By Heidi Belongia, Foley & Lardner LLP
The Intellectual Property Owners Association (IPO) departed from its long-standing opposition to international exhaustion of patent rights in an October 10, 2008 letter to the Chinese government in connection with the proposed Third Amendment to the Chinese Patent Law. As discussed below, the IPO has offered tentative support for international exhaustion when there is an “unrestricted” sale of the patented product. This appears to be the first time that the IPO has offered such support for at least limited international exhaustion of patent rights.

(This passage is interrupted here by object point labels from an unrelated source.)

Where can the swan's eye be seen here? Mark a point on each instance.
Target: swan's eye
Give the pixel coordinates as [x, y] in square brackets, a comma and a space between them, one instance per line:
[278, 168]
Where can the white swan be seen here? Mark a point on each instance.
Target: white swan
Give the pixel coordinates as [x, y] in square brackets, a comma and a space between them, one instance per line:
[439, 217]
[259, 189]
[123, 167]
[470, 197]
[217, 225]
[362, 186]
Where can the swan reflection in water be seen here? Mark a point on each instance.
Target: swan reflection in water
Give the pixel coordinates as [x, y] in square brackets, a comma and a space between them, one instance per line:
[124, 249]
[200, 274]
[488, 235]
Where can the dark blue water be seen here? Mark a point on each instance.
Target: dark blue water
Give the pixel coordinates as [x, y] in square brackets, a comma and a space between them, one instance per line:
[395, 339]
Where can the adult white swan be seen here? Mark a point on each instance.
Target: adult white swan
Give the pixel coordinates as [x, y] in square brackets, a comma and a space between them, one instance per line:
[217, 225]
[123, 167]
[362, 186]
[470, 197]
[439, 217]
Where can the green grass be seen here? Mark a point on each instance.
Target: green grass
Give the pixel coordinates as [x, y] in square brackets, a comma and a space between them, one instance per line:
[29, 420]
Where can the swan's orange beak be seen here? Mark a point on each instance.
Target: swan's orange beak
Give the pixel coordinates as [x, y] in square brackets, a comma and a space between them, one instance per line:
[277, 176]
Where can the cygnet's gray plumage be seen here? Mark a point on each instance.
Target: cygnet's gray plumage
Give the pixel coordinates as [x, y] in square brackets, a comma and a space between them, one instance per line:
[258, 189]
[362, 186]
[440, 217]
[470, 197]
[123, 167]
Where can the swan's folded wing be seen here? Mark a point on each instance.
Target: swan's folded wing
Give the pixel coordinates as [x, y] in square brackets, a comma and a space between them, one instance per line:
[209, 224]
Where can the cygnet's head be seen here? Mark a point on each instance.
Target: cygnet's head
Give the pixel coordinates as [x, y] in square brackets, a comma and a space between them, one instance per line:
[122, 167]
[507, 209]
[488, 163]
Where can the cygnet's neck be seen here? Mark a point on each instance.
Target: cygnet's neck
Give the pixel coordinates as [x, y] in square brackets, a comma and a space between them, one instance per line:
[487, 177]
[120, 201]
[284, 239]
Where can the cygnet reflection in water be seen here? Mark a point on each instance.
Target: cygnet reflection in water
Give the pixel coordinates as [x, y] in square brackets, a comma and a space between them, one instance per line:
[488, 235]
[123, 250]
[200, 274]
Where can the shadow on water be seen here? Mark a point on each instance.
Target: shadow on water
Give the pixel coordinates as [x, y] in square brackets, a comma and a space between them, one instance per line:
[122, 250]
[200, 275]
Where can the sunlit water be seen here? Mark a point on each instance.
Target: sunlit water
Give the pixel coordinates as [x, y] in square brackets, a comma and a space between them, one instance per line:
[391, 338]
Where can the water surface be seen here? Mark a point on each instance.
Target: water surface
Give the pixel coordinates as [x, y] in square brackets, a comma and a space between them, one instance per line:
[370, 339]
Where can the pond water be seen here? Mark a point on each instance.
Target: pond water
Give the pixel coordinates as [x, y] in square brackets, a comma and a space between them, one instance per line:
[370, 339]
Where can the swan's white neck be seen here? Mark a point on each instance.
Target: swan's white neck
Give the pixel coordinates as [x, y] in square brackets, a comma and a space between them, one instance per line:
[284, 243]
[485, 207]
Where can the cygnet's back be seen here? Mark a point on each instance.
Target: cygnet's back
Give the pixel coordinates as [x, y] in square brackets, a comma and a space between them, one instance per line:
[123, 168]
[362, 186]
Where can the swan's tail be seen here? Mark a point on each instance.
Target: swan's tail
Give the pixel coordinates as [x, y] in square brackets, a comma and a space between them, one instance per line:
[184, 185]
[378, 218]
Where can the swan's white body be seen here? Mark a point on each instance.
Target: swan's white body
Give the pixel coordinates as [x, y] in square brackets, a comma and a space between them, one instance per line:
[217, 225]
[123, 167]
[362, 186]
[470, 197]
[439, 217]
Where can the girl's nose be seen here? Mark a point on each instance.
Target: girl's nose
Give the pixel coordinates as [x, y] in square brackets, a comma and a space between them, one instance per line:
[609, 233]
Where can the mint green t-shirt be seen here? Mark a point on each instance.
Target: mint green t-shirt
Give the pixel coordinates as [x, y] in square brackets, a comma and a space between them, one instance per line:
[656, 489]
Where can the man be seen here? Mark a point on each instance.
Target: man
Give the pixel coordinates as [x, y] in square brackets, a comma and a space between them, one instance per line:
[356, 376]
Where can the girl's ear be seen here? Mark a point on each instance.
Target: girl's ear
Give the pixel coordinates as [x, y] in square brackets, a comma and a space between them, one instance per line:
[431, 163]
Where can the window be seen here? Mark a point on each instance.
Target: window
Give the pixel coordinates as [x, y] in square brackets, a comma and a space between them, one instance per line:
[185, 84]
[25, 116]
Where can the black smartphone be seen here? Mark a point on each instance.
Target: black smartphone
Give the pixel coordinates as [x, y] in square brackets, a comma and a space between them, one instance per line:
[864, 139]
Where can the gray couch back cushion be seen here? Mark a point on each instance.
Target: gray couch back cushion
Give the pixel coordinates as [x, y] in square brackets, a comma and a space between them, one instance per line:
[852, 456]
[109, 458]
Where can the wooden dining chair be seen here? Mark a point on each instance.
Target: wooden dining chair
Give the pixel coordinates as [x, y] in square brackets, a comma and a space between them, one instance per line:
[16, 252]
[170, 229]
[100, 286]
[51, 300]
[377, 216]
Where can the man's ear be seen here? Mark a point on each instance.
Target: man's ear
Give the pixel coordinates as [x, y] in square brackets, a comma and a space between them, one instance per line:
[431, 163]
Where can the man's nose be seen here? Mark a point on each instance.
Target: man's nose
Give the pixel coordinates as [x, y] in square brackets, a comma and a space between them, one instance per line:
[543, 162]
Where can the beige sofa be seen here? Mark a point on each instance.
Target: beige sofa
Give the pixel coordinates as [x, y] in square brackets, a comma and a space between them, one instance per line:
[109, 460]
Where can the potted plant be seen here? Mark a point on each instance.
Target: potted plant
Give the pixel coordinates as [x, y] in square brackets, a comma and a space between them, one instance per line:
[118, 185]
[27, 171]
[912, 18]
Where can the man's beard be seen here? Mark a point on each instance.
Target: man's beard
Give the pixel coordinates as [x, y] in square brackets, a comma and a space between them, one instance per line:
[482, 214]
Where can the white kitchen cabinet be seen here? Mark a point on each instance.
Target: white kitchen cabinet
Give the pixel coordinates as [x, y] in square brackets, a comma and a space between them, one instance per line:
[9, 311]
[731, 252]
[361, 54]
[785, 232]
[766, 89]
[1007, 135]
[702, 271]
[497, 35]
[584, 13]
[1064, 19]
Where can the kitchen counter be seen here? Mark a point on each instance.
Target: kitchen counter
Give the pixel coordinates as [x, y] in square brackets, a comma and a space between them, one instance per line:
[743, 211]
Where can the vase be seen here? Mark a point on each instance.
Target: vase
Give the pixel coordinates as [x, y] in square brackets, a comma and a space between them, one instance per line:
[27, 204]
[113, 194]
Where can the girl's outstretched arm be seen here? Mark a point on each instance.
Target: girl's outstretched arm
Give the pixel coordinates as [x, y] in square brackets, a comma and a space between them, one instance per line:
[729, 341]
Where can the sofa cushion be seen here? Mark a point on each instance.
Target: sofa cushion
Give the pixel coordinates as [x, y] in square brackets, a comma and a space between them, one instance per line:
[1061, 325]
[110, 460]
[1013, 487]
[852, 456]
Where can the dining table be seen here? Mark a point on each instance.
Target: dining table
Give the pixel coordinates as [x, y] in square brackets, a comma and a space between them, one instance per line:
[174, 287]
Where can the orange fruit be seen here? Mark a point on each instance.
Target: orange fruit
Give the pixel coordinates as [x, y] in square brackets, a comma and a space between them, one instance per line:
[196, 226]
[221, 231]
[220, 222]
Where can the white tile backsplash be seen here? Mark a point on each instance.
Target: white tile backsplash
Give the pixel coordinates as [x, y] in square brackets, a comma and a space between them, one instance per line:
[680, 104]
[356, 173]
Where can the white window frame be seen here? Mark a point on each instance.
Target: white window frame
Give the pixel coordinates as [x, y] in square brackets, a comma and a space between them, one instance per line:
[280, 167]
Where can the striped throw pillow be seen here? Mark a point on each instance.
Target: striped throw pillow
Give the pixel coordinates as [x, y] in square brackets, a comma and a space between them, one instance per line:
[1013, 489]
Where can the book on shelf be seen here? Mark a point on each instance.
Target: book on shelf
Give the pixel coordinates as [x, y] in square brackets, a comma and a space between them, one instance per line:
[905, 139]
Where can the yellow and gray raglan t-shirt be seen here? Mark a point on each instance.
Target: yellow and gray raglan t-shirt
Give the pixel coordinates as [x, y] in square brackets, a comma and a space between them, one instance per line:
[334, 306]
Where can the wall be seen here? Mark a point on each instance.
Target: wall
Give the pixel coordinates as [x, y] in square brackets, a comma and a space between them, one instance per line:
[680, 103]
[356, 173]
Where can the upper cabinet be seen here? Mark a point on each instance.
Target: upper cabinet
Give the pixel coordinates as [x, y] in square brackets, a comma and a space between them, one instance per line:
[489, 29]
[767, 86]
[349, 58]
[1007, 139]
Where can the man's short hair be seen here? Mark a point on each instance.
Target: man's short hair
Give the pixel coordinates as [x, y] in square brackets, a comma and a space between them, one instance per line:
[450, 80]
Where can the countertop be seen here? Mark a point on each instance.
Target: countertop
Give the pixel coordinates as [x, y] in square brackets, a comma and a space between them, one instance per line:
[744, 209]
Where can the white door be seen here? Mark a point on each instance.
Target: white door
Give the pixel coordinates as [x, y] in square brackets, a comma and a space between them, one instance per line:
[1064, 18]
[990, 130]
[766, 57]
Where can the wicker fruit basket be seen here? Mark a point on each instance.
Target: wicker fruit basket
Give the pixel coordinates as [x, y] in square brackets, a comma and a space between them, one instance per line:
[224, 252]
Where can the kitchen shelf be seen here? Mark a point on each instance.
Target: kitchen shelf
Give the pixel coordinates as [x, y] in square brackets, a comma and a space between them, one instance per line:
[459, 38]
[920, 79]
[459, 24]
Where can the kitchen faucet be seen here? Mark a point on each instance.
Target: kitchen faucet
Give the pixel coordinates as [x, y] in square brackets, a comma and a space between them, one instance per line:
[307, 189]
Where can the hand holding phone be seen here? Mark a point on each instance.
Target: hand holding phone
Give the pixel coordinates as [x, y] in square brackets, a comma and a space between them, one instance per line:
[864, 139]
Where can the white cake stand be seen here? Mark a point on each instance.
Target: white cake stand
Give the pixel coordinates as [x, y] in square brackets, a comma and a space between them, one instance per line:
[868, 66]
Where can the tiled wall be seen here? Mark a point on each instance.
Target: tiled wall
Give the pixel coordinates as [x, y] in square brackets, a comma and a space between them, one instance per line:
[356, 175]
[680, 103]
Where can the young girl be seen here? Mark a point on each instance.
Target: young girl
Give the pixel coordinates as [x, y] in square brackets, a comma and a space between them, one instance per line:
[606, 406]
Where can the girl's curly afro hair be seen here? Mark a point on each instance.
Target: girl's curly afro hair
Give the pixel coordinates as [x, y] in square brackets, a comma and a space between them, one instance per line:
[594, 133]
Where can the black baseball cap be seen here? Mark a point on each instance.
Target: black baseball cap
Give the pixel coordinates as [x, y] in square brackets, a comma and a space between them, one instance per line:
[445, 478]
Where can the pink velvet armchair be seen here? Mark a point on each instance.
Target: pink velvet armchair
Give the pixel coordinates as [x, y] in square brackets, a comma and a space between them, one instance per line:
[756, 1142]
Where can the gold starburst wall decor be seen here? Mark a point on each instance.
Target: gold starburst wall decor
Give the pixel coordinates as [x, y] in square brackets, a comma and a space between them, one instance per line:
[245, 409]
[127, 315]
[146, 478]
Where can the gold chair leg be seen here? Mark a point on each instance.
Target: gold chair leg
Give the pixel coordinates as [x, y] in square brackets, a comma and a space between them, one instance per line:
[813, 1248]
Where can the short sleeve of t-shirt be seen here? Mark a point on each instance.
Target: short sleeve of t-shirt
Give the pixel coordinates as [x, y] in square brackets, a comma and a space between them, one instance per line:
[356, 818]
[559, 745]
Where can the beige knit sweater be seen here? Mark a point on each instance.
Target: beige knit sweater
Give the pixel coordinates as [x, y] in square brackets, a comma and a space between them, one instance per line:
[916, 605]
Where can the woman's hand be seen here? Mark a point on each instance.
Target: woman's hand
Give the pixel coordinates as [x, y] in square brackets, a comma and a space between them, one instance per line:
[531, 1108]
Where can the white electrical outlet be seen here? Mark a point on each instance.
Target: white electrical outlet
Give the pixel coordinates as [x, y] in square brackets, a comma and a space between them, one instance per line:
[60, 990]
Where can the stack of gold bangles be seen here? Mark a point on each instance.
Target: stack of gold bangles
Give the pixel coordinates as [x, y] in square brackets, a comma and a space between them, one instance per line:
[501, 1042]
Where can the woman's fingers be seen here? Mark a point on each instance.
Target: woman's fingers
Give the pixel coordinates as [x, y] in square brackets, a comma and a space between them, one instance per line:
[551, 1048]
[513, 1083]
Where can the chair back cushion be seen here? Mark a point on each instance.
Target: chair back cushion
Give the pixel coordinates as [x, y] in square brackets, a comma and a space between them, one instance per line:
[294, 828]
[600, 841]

The IPO, various intellectual property owners, and other industry groups have strongly opposed the exhaustion of patent rights based on international activity. In general, a patentee’s monopoly is exhausted upon an authorized sale of the patented product pursuant to the “first sale doctrine.” At that point, the purchaser is free to use the product without restrictions or conditions imposed by the patent owner. With respect to international exhaustion, the question is whether the sale of a patented product by a licensee in a foreign country exhausts the patentee’s rights such that the purchaser may import and resell the product in the patent owner’s country free of restrictions and without the patent owner’s permission.
The Third Amendment
Currently, Article 63, Section 1 of the Chinese Patent Laws provides as follows:
None of the following shall be deemed an infringement of the patent right: (l) Where, after the sale of a patented product that was made or imported by the patentee or with the authorization of the patentee, or of a product that was directly obtained by using the patented process, any other person uses, offers to sell or sells that product. (Article 63, Section 1)
The above section has been amended in the Third Amendment as follows:
None of the following shall be deemed an infringement of the patent right: (l) Where, after the sale of a patented product that was made or imported by the patentee or with the authorization of the patentee, or of a product that was directly obtained by using the patented process, any other person uses, offers to sell, sells or imports that product. (emphasis supplied). (New Article 69, Section 1)
The practical result of the amended language is to provide for international exhaustion of patent rights.
The IPO’s Support for International Exhaustion Based on Unrestricted Sales
According to the IPO, “[i]nternational exhaustion of patent rights presents a serious problem for multinational companies.” In its October 10, 2008 letter, the IPO opposed the amended Article 69(1) for at least three reasons. First, the IPO argued that “[p]atents are territorial in nature and innovators who expend substantial amounts of money on research and development of new inventions depend on the ability to exploit that technology in different ways in different foreign countries or regions.” The IPO cited pharmaceuticals and automotive parts as examples of technology that may be tailored to certain geographic regions. Second, the IPO argued against the draft language because the “innovator may have different arrangements for sale and development of a patented product in different countries.” According to the IPO, the practical result of “[a]llowing importation of a patented product sold in another country into China without the approval of the Chinese patent holder” may be to “harm a local licensee who entered into an agreement with some expectation of exclusivity.” Third, the IPO argued that international exhaustion “could also harm a Chinese purchaser who has unique needs different from those in the country of origin (e.g., patients with differing medical needs than those in the country of origin).”
The IPO concluded that “international patent exhaustion provisions upset the commercial expectations of innovators and consumers, and thus are disfavored outside of special regional situations with common commercial expectations (e.g., within the European Union).” Based on these concerns, the IPO recommended deletion of Article 69(1) or, alternatively, revising the language as follows:
(1) Where, after the unrestricted sale of a patented product that was made by the patentee or the entity or individual with the authorization of the patentee, or …”
The IPO did not explain what would constitute an “unrestricted sale,” or how multinational companies can practically avoid international exhaustion of patent rights.
Avoiding Unrestricted Sales and International Exhaustion
Although the IPO recommended that Article 69(1) be amended to relate solely to unrestricted sales, the Chinese government ultimately approved the Third Amendment without adopting this language.
Based on the above developments, patent owners will likely need to rely more heavily on contract-based remedies to prevent third parties from taking advantage of amended Article 69(1) in China. In particular, patent owners should consider ways to restrict or condition foreign licenses and sales of patented products. For example, patent owners may restrict an agreement with a foreign licensee to a limited geographical area or territory. Foreign license agreements also could require a foreign licensee and/or purchaser of the patented product to expressly agree not to import the patented product into the patent owner’s country. Additionally, patent owners may find specific warranty, representation, and indemnification provisions in a license agreement to be useful tools in restricting foreign sales. For some products, “single use only” restrictions also may provide a further mechanism for avoiding unrestricted sales.
Although the IPO’s proposed language was not ultimately incorporated into the Third Amendment, the IPO’s position may suggest a change in how international exhaustion is viewed by IP owners and other groups. It is possible that support for international exhaustion based on unrestricted sales will make its way into other legislation in other countries. Therefore, patent owners should monitor future developments on the issue to identify the most effective ways to protect and enforce their patent rights in the event that laws permitting international patent exhaustion are adopted in other countries.